In my own work both as a translator of ancient plays and in writing about them, my own family’s immigrant experience remains at the heart of what I do. The women Alfaro puts onstage are intimately familiar to me: the women standing on their porches in Electricidad look like the aproned women who brought me up; the sewing machine in Mojada is like the one in my grandmother’s house, my mother’s mother, where she sat doing piecework, like Alfaro’s Medea. When Alfaro’s Medea relives the journey north from Michoacan, I think of my grandmother coming over on the boat with her two younger sisters, working in the garment factories at the age of 11. When Hason dumps Medea, I think of my father’s mother, crossing another border with three children in tow. As even its director Jessica Kubzansky commented to the LA Times, Euripides’ Medea is a hard play to get inside of. Although I have taught it many times, it was not until I saw Mojada at the Getty that I felt the play as the story of immigrants and the brutal price of assimilation. I think that, to come to life, ancient plays need to be translated not only into a current poetic vernacular, wherever they are staged, but into terms that resonate with the experience of current audiences.

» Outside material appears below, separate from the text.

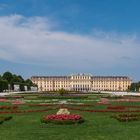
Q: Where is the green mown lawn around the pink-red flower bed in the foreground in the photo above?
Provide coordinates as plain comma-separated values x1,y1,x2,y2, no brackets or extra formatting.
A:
0,95,140,140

At the Mojada I attended, just as at the recent Culture Clash Frogs, the audience was mostly not Latinx—as all audience members could tell by who laughed at the jokes in Spanish—but, still, were evidently Angelenos; everything about the mise en scène hit home. I don’t know how Mojada played at the Oregon Shakespeare Festival; all venues come with different audiences. A performance in Boyle Heights does different work from a performance at the Getty; then at the Getty matinees for local schools, when they bus the kids in from the community colleges out in the tules, different again: transformative. At the talkbacks for Roman comedy where I spoke, the students always wanted to know about the original actors and the times that made the play. This is our chance to make contact, to immigrate past the border of time and reach the present.